# What is the best ph and ppm tester?



## Bongofury (Jul 21, 2015)

I'm looking to upgrade for next grow.


----------



## Locked (Jul 21, 2015)

I  buy all my meters from here. http://www.eseasongear.com/phtesting.html


----------



## Dr. Green Fang (Jul 21, 2015)

I use stuff from Bluelabs only. 

#1 in my opinion :aok:


----------



## zem (Jul 22, 2015)

there are many brands that hold a high rep out there bluelab being one of those. when it comes to the issue of ph/ec meters, imo, from a buyer's point of view they must be approached differently. I have found EC meters to be far more durable and reliable and less sensitive than PH meters, that is why imo a grower should save his money on ec and put more into the PH meter. i have a 40$ ec meter that has been working great for 2years+ and it rarely if ever needs calibration it still seems like new, and you don't really need all that accuracy when it comes to EC so that a 30ppm + or - is not a big deal, you never REALLY know the perfect optimal EC for any plant to the 30ppm increments anyway. The PH however, is a different matter, their probes are more sensitive and the cheaper ones consistently fail, add to it that PH is very delicate and accuracy is detrimental, so you really want to read to the 0.2 accuracy consistently. I would not buy a PH pen that is under 120-150$ any more, because i had horrible experiences with those and have read consistently bad reviews.


----------



## Bongofury (Jul 22, 2015)

zem said:


> there are many brands that hold a high rep out there bluelab being one of those. when it comes to the issue of ph/ec meters, imo, from a buyer's point of view they must be approached differently. I have found EC meters to be far more durable and reliable and less sensitive than PH meters, that is why imo a grower should save his money on ec and put more into the PH meter. i have a 40$ ec meter that has been working great for 2years+ and it rarely if ever needs calibration it still seems like new, and you don't really need all that accuracy when it comes to EC so that a 30ppm + or - is not a big deal, you never REALLY know the perfect optimal EC for any plant to the 30ppm increments anyway. The PH however, is a different matter, their probes are more sensitive and the cheaper ones consistently fail, add to it that PH is very delicate and accuracy is detrimental, so you really want to read to the 0.2 accuracy consistently. I would not buy a PH pen that is under 120-150$ any more, because i had horrible experiences with those and have read consistently bad reviews.

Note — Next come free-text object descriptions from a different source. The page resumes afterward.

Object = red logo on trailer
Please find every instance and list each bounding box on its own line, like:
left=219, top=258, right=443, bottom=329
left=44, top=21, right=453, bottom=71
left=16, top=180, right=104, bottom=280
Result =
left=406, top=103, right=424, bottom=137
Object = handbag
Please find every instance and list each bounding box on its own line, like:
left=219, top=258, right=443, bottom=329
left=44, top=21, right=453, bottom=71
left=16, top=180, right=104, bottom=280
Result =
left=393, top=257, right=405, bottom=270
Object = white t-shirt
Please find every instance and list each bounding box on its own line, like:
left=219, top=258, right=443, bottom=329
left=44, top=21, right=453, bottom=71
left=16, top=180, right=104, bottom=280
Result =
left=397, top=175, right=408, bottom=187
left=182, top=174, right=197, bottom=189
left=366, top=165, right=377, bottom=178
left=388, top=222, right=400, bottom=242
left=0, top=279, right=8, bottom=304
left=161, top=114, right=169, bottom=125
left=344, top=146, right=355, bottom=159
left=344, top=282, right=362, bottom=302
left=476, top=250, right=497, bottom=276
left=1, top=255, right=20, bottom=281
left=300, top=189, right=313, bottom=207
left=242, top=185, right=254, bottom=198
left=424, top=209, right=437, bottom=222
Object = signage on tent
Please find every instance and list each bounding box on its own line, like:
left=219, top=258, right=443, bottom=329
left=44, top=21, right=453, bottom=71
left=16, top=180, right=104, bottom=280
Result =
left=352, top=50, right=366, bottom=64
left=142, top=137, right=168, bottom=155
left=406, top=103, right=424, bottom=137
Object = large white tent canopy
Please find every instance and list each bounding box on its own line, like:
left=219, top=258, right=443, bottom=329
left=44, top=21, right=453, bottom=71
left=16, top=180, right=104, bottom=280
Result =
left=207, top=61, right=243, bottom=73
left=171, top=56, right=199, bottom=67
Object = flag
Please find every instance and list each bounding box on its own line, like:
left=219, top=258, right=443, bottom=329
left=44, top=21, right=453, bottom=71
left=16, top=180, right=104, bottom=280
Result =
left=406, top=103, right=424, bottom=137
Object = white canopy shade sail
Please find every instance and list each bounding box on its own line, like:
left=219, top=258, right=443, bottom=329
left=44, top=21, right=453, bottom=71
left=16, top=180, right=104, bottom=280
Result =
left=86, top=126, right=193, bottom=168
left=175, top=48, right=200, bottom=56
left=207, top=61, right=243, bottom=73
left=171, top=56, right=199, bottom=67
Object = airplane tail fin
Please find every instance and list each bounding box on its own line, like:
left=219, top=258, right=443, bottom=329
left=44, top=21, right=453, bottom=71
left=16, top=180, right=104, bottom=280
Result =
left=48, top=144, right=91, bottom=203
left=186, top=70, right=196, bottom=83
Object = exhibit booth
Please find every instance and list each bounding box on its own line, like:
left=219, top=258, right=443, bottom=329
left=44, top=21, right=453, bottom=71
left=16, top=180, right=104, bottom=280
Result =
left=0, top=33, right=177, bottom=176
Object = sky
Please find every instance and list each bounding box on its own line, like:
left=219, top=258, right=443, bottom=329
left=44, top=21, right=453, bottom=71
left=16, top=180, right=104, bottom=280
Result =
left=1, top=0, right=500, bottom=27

Thank you for taking the time for the response zem. That helped.


----------



## gottaloveplasma (Aug 5, 2015)

Truncheon for ppm bluelab


----------



## superman (Aug 5, 2015)

gottaloveplasma said:


> Truncheon for ppm bluelab


 ^^^^^ Oh yeah, I've got one and it's worth the extra you pay for Bluelab. That model is tuff, I've done everything, but beat somebody to death with it, for  years now and it still works like a charm!!!
 You can find some lesser expensive Ph meters that work just as well for the money tho. I have couple Eco Testers that work great. Just calibrate them regularly.

 But for the PPM the Bluelab is hard to beat!!!! Money well spent.
  Peace, Superman


----------



## gottaloveplasma (Aug 7, 2015)

I love the ph pen.  Easy to keep it in working order.


----------



## gottaloveplasma (Aug 7, 2015)

Oh yeah 138$ online for blue lab ph and ppm pens.  I actually want the stand that goes with em and all cups and such will be getting it to.  It's the one in bluelab meter review/how to from bluelabs YouTube videos.


----------



## Bongofury (Aug 8, 2015)

gottaloveplasma said:


> Oh yeah 138$ online for blue lab ph and ppm pens.  I actually want the stand that goes with em and all cups and such will be getting it to.  It's the one in bluelab meter review/how to from bluelabs YouTube videos.



cool, thanks plasma


----------